Treatment: there isn’t an easy solution for nematodes which is one reason why they are such a problem. If you know you have nematodes, try planting resistant plant species. Areas of your garden can be Solarized to help reduce their population. The most common and affective way to reduce nematode population is to increase the soils organic matter content, so if you’re battling nematodes we would recommend solarizing your soil for about 6-8 weeks of summer and then tilling in/ incorporating broken down mulch or compost before planting season. Beneficial nematodes are another option that some websites recommend however we have been told that the beneficial nematodes dont thrive in our climate so they will be unlikely to out compete your bad nematodes. There is a cover crops that is “nematocidal”, meaning they reduce nematode populations, called Nematocidal marigolds (more information here: http://www.ctahr.hawaii.edu/ oc/freepubs/pdf/PD-35.pdf)
(the main difference between worm & slug damage is that slugs leave slime trails and different looking poop than worms)
Slugs and snails are luckily not a big issue here during the winter season but they do exist. Typical behavior includes hiding in dark moist areas like under rocks and borders and then coming out at night to feed on your plants while you sleep. Damage to plants will be small holes or chunks of leaves missing, or whole seedlings mowed down just as they appear popping out of the soil. Snails often leave trails of mucous that can also be used to diagnose whats eating your plant.
Treatment: a good way to reduce their population is to go out at night with a flashlight and either pick them off your plants, or sprinkle them with salt. Traps can be set in your garden, there are a few different traditional techniques. One we have had success with is filling a shallow dish with beer and burying it in your garden just until the lip of the dish is at the same level as the soil. The snails will climb into the dish to feast on the sugars in the beer and they will drown. There are a number of organic slug baits on the market that can be spread throughout the garden.
Whitefly is a very common small white winged bug found throughout Miami on many ornamentals, fruit trees, and vegetable plants. They are very common in home gardens because of the popularity of ficus trees in ornamental landscaping, and can be found on the underside of tomato, pepper, and sweet potato plants. Whitefly also produces honeydew, which can cause black sooty mold, another pesky garden foe.

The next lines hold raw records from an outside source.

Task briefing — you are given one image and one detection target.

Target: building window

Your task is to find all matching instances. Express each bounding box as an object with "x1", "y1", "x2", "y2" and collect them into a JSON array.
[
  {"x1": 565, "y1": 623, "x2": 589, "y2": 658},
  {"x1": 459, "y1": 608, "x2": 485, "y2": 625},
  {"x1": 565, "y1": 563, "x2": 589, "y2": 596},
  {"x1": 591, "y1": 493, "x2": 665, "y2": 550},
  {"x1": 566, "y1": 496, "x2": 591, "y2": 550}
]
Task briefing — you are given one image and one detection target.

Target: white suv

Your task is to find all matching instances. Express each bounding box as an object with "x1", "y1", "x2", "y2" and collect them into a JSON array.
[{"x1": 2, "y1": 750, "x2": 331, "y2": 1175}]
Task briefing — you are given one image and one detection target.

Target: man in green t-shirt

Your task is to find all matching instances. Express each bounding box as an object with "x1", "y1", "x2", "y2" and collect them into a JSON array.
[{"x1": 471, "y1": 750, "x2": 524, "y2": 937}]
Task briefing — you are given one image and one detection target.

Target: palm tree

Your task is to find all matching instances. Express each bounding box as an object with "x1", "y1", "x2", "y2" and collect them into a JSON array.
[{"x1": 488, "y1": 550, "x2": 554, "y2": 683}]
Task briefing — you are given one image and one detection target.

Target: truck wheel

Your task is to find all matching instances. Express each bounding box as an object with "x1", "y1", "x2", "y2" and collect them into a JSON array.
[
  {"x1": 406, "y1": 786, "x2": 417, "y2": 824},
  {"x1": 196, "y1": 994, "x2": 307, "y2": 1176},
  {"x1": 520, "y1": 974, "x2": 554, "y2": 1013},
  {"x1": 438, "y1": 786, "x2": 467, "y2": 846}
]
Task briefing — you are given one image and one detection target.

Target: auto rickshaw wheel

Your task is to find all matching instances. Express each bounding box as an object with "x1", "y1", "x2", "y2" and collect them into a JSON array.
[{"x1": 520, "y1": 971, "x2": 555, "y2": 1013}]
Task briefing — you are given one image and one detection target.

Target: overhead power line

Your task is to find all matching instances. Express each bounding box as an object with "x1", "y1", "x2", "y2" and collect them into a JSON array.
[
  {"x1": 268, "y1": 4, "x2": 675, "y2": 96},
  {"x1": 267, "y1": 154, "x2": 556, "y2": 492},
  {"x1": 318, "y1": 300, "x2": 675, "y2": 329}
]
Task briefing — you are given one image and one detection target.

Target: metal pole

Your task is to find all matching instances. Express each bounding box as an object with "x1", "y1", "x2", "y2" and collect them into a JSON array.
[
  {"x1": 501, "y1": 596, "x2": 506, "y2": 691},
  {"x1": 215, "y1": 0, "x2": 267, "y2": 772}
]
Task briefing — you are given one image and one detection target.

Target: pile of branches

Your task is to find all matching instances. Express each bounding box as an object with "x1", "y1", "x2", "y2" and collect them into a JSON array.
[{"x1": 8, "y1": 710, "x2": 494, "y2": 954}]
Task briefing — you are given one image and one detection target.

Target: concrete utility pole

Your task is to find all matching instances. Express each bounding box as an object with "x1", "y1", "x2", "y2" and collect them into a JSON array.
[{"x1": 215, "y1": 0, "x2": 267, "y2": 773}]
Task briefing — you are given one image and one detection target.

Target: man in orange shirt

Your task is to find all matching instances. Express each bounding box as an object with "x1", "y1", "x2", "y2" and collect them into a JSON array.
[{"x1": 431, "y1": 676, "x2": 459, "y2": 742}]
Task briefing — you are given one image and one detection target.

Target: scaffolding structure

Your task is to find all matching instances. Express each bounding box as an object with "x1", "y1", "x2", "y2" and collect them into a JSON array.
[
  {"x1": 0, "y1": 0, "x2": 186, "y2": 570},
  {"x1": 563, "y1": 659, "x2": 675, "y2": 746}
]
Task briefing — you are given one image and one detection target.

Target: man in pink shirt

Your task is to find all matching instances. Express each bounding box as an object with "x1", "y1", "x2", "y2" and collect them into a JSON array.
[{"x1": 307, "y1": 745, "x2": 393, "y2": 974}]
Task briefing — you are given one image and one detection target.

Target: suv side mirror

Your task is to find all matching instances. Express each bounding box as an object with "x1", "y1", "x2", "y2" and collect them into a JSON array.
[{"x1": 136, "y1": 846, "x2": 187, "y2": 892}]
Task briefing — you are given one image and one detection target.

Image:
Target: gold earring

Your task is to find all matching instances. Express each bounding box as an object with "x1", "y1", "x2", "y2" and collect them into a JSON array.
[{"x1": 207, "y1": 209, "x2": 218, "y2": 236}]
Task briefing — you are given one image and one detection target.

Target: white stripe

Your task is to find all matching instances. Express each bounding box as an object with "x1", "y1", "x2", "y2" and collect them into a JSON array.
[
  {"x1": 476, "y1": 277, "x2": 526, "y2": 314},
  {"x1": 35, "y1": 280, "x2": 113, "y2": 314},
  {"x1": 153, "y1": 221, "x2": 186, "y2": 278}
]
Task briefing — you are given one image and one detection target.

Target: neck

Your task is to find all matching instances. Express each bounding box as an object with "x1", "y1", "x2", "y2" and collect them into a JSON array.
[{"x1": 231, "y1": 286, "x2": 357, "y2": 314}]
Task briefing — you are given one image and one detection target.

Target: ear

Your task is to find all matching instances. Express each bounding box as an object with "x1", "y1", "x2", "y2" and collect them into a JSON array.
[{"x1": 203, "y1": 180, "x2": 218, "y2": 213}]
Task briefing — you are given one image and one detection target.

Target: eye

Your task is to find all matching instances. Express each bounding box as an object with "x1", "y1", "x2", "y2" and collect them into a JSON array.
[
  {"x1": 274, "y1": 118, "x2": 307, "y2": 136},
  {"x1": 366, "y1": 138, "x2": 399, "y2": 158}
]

Treatment: remove infested leaves and then spray with an insecticidal soap, like M-PEDE. you will need to spray regularly to combat their populations as new groups of them will drift into your garden throughout the season
Mealybugs are small bugs that appear in clusters on the underside of leaves and on the stems of plants clumped in the forks of twigs and branches where they suck plant juices as food. Mealy bugs are white ovals that cover themselves in white webbing/dust. Large clumps of mealybugs can resemble lint or cotton stuck to your plant. They are most commonly found in Miami on plants in the hibiscus family: roselle, okra, ornamental hibiscus, and cranberry hibiscus, but they also like tomatoes, peppers, and fruit trees. Another symptom of a mealy bug problem is very distorted new growth on the plants tips. A plant will continue to grow however the leaves and stems won’t move, so a knot of plant material will form looking all crumpled and twisted.
Treatment: remove the affected plant matter by cutting and trimming (dont forget to discard the cuttings properly, dont just throw them on the ground or in your compost pile) and then spray with Neem Oil.